There are wives who have never shown their faces to their husbands. This is culture and tradition – nothing connected with religion.
This unspoken tribal non-disclosure agreement is a well-established tradition in some parts of Saudi Arabia. Despite the vast social and economic developments the country has seen in all walks of life, this is one bad custom that nobody bothered to kick.
The situation can get even more weird: women can’t or won’t uncover their faces even before women. They will become social outcasts if they do. They thus remain faceless all their lives.
Speaking to the Al Jazirah newspaper, Al Jaziya, a mother of three in her late 20s, said she had no idea how or when the tradition started.

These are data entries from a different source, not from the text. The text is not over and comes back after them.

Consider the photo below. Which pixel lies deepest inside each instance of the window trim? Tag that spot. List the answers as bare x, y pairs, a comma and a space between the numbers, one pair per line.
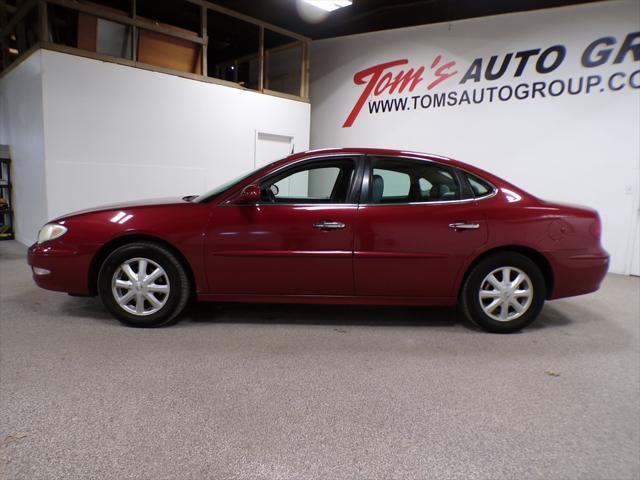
455, 170
353, 193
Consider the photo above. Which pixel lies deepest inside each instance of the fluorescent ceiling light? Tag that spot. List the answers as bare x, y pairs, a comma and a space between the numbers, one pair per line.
329, 5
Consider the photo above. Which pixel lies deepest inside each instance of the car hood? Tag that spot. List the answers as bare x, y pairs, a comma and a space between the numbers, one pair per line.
153, 202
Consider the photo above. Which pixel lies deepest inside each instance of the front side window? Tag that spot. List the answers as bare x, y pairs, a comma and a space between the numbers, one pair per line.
319, 182
407, 181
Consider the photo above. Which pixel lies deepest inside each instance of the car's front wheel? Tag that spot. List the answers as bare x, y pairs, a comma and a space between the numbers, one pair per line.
503, 293
143, 285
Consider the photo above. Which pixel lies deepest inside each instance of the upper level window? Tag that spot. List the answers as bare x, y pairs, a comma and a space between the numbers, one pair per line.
395, 180
480, 187
318, 182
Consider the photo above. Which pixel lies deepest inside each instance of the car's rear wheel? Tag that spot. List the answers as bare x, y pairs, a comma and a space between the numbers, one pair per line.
503, 293
143, 285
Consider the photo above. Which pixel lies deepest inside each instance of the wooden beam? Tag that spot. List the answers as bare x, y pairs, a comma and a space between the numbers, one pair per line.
247, 18
134, 31
3, 21
261, 61
43, 21
22, 10
126, 20
204, 35
304, 77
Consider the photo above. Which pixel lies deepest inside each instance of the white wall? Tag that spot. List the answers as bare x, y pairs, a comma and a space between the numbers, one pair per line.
21, 127
106, 133
577, 148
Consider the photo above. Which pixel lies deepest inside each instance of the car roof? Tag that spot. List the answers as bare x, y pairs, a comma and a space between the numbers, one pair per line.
378, 151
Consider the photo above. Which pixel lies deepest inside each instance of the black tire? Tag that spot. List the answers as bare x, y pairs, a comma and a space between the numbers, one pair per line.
473, 308
174, 277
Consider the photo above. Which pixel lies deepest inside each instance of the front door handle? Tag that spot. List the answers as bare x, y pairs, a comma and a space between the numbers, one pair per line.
464, 226
328, 225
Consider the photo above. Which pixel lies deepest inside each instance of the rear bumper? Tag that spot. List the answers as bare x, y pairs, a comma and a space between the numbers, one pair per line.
60, 268
578, 273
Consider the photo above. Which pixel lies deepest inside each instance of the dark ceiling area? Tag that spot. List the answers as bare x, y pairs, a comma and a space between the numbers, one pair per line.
371, 15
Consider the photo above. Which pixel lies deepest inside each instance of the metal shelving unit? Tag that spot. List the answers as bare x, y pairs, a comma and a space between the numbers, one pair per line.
6, 203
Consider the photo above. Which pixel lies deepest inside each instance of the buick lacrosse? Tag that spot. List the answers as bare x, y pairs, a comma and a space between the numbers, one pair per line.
339, 226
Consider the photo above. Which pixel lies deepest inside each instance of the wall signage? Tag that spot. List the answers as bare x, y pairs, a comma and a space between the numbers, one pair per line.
406, 87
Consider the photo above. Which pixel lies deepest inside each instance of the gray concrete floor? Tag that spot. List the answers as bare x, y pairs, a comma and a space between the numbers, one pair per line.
297, 392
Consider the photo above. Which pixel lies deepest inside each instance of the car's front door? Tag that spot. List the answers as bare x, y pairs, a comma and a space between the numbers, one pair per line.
416, 226
298, 240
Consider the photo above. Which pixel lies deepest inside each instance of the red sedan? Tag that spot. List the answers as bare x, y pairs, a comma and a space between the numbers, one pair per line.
341, 226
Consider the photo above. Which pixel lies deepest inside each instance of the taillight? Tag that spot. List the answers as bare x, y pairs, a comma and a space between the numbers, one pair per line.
596, 228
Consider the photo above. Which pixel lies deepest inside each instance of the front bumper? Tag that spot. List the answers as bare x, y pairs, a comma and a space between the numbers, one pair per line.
67, 267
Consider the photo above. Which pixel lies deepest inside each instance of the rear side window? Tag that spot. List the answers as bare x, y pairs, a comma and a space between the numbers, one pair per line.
480, 187
395, 180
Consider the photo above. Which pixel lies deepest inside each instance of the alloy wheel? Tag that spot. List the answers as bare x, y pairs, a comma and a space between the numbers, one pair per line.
140, 286
506, 294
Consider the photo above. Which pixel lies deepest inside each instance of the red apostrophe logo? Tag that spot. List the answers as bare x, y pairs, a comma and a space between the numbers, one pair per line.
379, 79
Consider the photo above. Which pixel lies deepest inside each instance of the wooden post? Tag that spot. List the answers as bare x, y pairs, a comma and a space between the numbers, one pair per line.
304, 76
203, 33
134, 31
43, 19
261, 60
21, 35
3, 23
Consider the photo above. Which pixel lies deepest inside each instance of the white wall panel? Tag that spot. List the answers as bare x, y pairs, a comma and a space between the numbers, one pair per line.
581, 148
21, 127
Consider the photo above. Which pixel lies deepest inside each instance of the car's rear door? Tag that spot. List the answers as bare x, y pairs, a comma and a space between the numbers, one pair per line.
297, 241
417, 225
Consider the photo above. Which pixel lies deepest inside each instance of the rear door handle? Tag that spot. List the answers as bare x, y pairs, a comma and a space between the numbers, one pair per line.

“I received only primary education and since the day I got married, my husband, who happens to be my cousin, has never seen my face, neither before nor after marriage. I make sure to wear my veil day and night, so that there isn’t any possibility of him seeing my face or how I look like.”

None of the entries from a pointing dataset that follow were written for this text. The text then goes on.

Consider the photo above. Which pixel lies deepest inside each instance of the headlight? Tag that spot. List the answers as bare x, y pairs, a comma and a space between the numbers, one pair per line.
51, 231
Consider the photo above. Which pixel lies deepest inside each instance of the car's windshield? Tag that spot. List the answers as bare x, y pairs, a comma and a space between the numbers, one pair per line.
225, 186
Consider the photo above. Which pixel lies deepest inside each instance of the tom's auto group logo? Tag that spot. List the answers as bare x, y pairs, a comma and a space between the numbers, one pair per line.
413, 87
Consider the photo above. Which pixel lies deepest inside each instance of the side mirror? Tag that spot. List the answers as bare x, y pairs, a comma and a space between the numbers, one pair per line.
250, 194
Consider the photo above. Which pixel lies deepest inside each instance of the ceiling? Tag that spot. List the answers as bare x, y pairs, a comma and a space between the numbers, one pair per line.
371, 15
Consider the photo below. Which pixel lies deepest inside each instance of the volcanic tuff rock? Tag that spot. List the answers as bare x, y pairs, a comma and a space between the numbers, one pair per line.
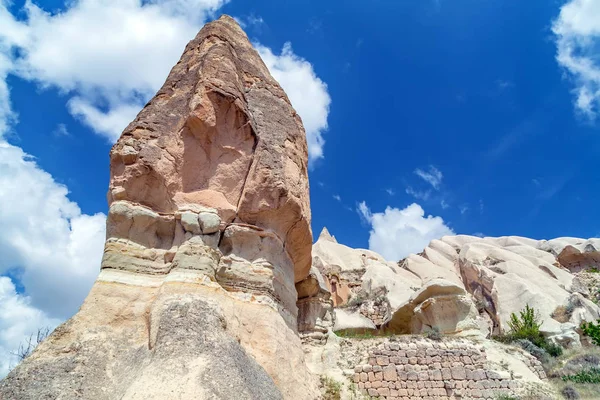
464, 285
208, 231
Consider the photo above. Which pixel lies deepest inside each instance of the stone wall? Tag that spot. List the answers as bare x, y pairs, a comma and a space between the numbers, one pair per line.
440, 370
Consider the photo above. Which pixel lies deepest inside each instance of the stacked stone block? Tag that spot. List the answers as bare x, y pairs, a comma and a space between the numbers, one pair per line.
429, 370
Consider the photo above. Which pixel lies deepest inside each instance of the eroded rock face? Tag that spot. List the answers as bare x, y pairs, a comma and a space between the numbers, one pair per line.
465, 285
208, 231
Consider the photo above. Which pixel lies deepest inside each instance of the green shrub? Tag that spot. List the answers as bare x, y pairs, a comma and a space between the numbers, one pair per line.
527, 325
533, 349
434, 334
333, 389
592, 330
525, 332
554, 350
590, 375
570, 393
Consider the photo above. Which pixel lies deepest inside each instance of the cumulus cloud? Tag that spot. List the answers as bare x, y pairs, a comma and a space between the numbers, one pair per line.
418, 194
577, 32
433, 176
111, 56
18, 320
48, 243
55, 248
108, 57
306, 91
397, 233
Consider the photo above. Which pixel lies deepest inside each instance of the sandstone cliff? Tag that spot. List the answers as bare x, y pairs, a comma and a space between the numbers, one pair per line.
208, 231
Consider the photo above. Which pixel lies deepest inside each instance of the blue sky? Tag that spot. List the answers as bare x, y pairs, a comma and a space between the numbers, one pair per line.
425, 118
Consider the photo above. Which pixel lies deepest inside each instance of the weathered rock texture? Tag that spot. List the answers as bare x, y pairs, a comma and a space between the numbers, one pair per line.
464, 285
208, 231
450, 369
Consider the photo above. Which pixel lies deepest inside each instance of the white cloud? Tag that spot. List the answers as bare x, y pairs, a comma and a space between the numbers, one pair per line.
110, 55
54, 246
418, 194
577, 31
110, 123
46, 241
307, 93
396, 233
18, 320
61, 130
433, 176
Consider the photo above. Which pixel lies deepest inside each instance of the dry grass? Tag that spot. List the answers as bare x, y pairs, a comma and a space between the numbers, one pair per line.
586, 391
561, 314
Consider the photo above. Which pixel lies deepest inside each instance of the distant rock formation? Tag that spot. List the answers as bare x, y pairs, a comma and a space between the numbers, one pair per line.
208, 231
462, 285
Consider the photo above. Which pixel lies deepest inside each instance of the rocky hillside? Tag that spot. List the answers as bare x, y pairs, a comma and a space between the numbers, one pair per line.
210, 286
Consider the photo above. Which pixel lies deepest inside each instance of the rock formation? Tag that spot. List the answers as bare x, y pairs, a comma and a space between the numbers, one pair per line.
208, 232
463, 285
210, 287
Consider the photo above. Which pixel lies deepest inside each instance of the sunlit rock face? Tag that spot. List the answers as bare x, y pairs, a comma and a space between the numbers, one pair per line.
208, 232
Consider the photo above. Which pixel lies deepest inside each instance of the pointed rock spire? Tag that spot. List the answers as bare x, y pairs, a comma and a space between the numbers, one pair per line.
325, 235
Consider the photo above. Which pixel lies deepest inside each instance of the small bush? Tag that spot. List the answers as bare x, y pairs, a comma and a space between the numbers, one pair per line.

She is even not keen to find out the logic behind what she does.
“This tradition has been part of my life since the day I opened my eyes,” Al Jaziya said. “Believe it or not, I have never seen the faces of even my closest female relatives _ my cousins and aunts.”

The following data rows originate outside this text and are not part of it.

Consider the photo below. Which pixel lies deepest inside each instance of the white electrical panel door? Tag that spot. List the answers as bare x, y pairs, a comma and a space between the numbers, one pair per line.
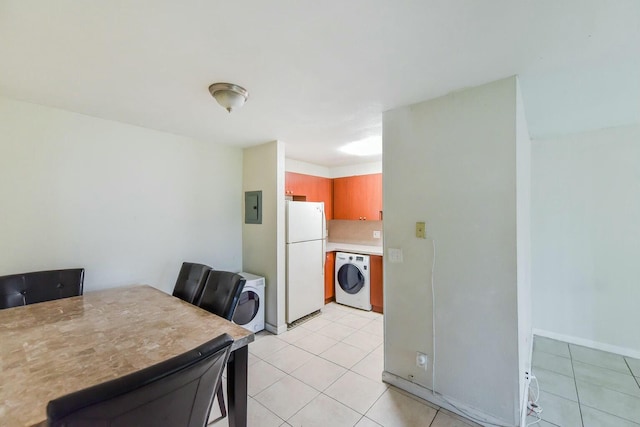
305, 279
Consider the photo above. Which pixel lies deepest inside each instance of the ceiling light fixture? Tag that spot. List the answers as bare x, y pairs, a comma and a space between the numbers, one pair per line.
229, 96
365, 147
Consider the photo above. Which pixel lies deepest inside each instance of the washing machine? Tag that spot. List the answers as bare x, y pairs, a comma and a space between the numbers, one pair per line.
353, 284
250, 311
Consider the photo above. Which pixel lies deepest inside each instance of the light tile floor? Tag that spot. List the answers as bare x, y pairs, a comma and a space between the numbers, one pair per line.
327, 372
580, 386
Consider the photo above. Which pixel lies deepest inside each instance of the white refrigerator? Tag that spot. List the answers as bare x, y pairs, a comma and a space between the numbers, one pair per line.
305, 237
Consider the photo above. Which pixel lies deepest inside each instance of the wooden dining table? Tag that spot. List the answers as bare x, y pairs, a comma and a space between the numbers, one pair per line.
57, 347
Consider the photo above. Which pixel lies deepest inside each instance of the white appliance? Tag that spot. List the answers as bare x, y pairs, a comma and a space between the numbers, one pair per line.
250, 311
353, 281
305, 237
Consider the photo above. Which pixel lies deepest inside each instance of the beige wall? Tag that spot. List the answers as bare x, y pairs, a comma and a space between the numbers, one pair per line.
128, 204
586, 234
452, 162
263, 244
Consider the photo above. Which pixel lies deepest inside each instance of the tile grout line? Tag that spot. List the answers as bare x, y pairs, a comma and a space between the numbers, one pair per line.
630, 370
367, 353
609, 413
575, 383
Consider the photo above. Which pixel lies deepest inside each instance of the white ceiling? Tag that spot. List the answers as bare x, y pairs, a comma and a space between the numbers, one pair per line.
319, 73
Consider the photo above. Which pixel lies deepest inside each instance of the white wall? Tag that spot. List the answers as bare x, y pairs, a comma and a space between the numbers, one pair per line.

She said every member of her tribe believed that it was a shame for women to uncover their faces.
One day a big fight broke out between two women just because one of them tried to uncover the other’s face, she recalled.
Nevertheless, she prefers the tradition over even contemplating the alternative. “Covering my face is a hundred times better than mixing with men and painting our faces with make-up,” she said.
Umm Majed, a housewife in her mid-60s, thinks the tradition is beyond questioning.
“Why do you interfere in our personal affairs?” she asked Al Jazirah’s reporter. “We have been brought up to respect this particular tradition. It never even occurred to me to ask why I have to cover my face in the presence of my father, brothers and my husband whom I married 40 years ago.”
“For God’s sake, leave us alone. We are content with our way of life,” Umm Majed said.
Wedaha, a good-looking woman working as a teacher, has no qualms about uncovering her face to the female reporter, but still wouldn’t unveil herself before a man.
When her Western-educated twin brother tried to talk her into showing him her face, she would not budge. When he tugged at her veil to see if she was an image of his own self, she never spoke to him for months.
“I wanted to teach him a lesson that we respect our traditions no matter how educated we are,” she said.
Umm Fawaz, still stunningly beautiful in her 50s, fell ill for several days and could not look her husband in the face anymore, simply because he saw her face by accident.
She said she only uncovers her face in total privacy after making sure her husband and children are out of the house.
“Only then I can feel free to change my clothes and remove my veil,” she said. “One day I walked over to the living room with my face uncovered. I never knew my husband was sitting there watching television. He saw my face. He screamed when he saw me without a veil.
“I ran to my room and locked myself up for several hours. When I came out, he was very angry at me. It took him several months to get over it,” Umm Fawaz said.
Perceptions about the tradition are now being challenged. Meshal, a businessman, thinks it is about time this tradition went the way of the dinosaur.
“Even though a woman covering her face implicitly means that she respects the man before her, be it her father, brother or husband, I will never marry a girl who covers her face in my presence or in the presence of my relatives.
“I am a modern man and I will never accept such a tradition even if I stay a bachelor for the rest of my life.”